The workflow script includes the following steps:
- Processing of raw input data (this is further explained in Model input data)
Converting the OSeMOSYS-Kenya data file into a spreadsheet file for processing
Downscaling the model to a county-resolved model
Processing the county-resolved model, in particular to integrate any county-resolved and county-specific data
- Running the model
- Loading and processing input data files
This includes, e.g., the temporal aggregation of the model to reduce the computational complexity introduced through the spatial disaggregation.
- Initializing the multi-scale structure and generate run data
This builds on the fratoo framework. Runs can be generated, e.g., for a single county, all counties aggregated, or a full run with all counties represented explicitely.

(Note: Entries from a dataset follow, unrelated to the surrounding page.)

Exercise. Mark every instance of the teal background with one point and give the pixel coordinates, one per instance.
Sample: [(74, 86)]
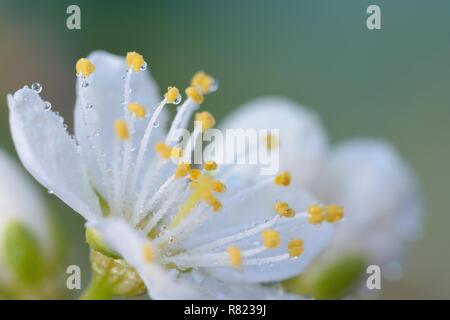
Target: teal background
[(393, 83)]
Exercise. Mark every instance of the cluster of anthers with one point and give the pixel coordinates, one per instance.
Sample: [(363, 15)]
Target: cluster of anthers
[(168, 209)]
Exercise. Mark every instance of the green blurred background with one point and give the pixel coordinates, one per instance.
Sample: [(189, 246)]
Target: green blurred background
[(393, 83)]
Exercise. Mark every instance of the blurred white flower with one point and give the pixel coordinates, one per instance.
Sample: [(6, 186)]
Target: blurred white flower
[(377, 188), (161, 217), (28, 250), (382, 199)]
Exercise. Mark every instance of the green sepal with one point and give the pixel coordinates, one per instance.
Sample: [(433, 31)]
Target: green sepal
[(331, 281), (22, 253), (95, 241)]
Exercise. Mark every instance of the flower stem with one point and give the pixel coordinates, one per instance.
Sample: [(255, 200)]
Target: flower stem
[(98, 289)]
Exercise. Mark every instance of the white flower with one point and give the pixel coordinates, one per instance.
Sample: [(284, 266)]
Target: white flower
[(383, 204), (145, 207), (382, 200), (26, 243)]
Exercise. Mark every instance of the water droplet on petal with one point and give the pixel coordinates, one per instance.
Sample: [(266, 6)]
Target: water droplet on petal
[(36, 87), (178, 99)]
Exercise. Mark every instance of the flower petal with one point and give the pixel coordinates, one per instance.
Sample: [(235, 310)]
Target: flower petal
[(49, 153), (257, 209), (165, 284), (101, 103), (382, 200), (302, 140)]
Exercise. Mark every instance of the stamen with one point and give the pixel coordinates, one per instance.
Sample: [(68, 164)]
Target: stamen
[(295, 247), (84, 67), (238, 236), (203, 81), (203, 185), (172, 95), (315, 214), (206, 119), (137, 110), (283, 179), (235, 256), (184, 112), (210, 165), (176, 152), (135, 61), (182, 170), (194, 94), (121, 129), (334, 213), (195, 174), (271, 238), (284, 210), (143, 146)]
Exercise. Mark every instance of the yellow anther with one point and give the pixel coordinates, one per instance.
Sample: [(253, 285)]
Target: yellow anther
[(216, 206), (271, 238), (203, 81), (137, 110), (235, 256), (195, 95), (194, 174), (206, 119), (182, 170), (84, 67), (295, 247), (219, 186), (148, 253), (121, 129), (172, 95), (163, 150), (135, 61), (334, 213), (283, 209), (200, 189), (210, 199), (271, 141), (176, 152), (210, 165), (283, 179), (315, 214)]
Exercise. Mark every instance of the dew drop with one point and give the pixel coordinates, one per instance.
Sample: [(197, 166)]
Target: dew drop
[(47, 106), (36, 87)]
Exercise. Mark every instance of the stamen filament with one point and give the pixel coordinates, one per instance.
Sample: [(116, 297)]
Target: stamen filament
[(144, 143)]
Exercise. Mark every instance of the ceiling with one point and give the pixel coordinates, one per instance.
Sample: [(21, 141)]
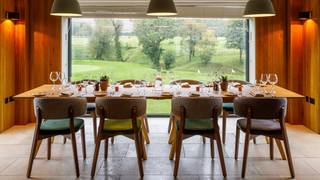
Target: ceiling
[(185, 8)]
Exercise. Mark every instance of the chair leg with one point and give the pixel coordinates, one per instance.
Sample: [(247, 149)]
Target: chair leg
[(143, 148), (35, 143), (271, 148), (146, 123), (170, 123), (94, 120), (95, 157), (212, 148), (145, 133), (221, 156), (224, 125), (178, 152), (83, 142), (139, 156), (254, 140), (49, 148), (237, 143), (203, 140), (245, 154), (106, 148), (75, 154), (287, 147)]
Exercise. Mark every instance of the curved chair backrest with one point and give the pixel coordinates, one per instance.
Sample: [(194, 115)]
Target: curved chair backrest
[(122, 82), (121, 108), (239, 81), (261, 108), (197, 107), (191, 82), (59, 107)]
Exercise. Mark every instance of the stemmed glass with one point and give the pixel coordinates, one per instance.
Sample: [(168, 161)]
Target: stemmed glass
[(54, 76), (273, 80)]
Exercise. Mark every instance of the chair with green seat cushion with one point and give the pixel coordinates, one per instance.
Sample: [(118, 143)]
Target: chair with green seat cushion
[(197, 116), (120, 116), (56, 116)]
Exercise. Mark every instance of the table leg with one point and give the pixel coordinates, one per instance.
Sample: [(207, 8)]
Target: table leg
[(145, 133), (280, 147)]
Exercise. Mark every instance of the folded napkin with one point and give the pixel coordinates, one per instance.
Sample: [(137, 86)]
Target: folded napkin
[(127, 85), (126, 94), (194, 94), (66, 93), (185, 85)]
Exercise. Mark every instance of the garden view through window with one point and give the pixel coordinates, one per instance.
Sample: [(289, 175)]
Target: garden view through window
[(175, 48)]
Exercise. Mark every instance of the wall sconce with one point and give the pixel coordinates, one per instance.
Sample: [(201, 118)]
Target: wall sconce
[(13, 16), (305, 15)]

This generates an OSeMOSYS datafile in the GNU Mathprog syntax.
- Performing the optimization of the model run
This first generated an LP file using GLPK, and the optimizes using cbc or HiGHS solver.
Processing and saving results data
The script can be run as follows
python workflow.py
Results analysis¶
Based on the focus or research question at hand, an analysis of the modelling results can be performed. The workflow script does currently not include plotting functions but could be extended in future. Postprocessing or plotting of results data can be performed independently, e.g., using other Python scripts or spreadsheet software.